My goal here is not to litigate the legitimacy of fandom or online community; I believe people should take joy where they can find it. But when that pleasure is combined with toxic and exploitative post-capitalist media leadership, which includes but is not limited to television, social media, and targeted advertisements, the increasingly niche communities people form do not leave them formed as a person but a consumer.

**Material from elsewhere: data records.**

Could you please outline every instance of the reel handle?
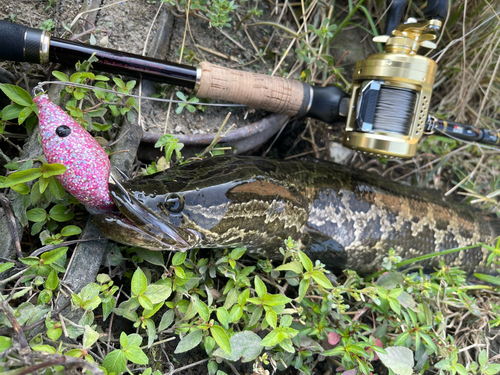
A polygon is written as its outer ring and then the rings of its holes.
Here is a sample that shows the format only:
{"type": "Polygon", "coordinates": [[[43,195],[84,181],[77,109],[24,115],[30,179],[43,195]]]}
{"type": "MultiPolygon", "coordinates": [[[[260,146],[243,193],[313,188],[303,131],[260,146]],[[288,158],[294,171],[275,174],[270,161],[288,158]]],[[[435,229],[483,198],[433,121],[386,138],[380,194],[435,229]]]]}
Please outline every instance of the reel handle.
{"type": "Polygon", "coordinates": [[[0,20],[0,59],[46,63],[48,50],[42,41],[49,38],[46,31],[0,20]]]}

They may love the television show Grey’s Anatomy, Alexandria Ocasio-Cortez or Donald Trump, or even their religion, but their expression of that love, that fandom as such, is mediated through lifestyle posturing and asseverated through merchandising and digital content distribution. (I admit I bear plenty of guilt for this sin myself, especially in regard to spending hours digesting and sharing digital content related to certain fantasy epics; the same can be said of me for the collection of religious texts.)
Because people invest so much time, effort, and money — which equates to more time since a significant number of their hours are spent earning wages — in these fan identifications, they become an ingrained investment in their identity. Even if they doubt it, they have to deal with the sunk-cost fallacy. An attack on that niche identity, then, is an attack on how they have spent their lives. In the moment where we find ourselves now, because of the amplification of indoctrination from the purveyors of said identity, the closer one approaches political identity the fiercer the attack is perceived. It does not matter if it is a paper cut or a broadsword.
The narrative arc
Where the United States, in particular, has failed greatest in this regard is in never developing a common identity, which would have served to mediate much of the violence of rhetoric belabored upon us today. Hamilton and Jefferson may have debated what it means to be an American in the 18th century, but what the late 20th and early 21st centuries have shown is that the debate was never settled. The myth of the post-World War utopia only lasted as long as prosperity and babies boomed. Vietnam and the Civil Rights movement laid bare in black and white — and occasionally in bruise blue — that, in the words of a poet who died in 1967, for many, “America was never America for me.” It’s telling that the same months that were dubbed the “Summer of Love” saw multiple race riots in major American cities. Common identity even then leaned heavily on marketing; Norman Rockwell’s “Saturday Evening Post” paintings still enjoy some circulation while his depictions of lynching and segregation do not.
The clamor of 1967 is still echoing in 2020. Issues that stewed then are still unresolved. The truth is that 2020 is not a self-contained story; it is a chapter. Here is where the arc of the story is heading: the violence we have seen actually expressed and silently in the cruelty of isolation, is doing more than burning down buildings. It is forcing definition against faded identity, forcing people to look beyond the comfort of their discomfort and understand that even though many of them have been alone for a long time even before quarantine, people can effect change when they forego their identities of alienation.
This year is not a cure; it is a symptom. It has given us the chance, however, to understand that as the protagonists in our own narratives, we lead our stories best in common cause with others.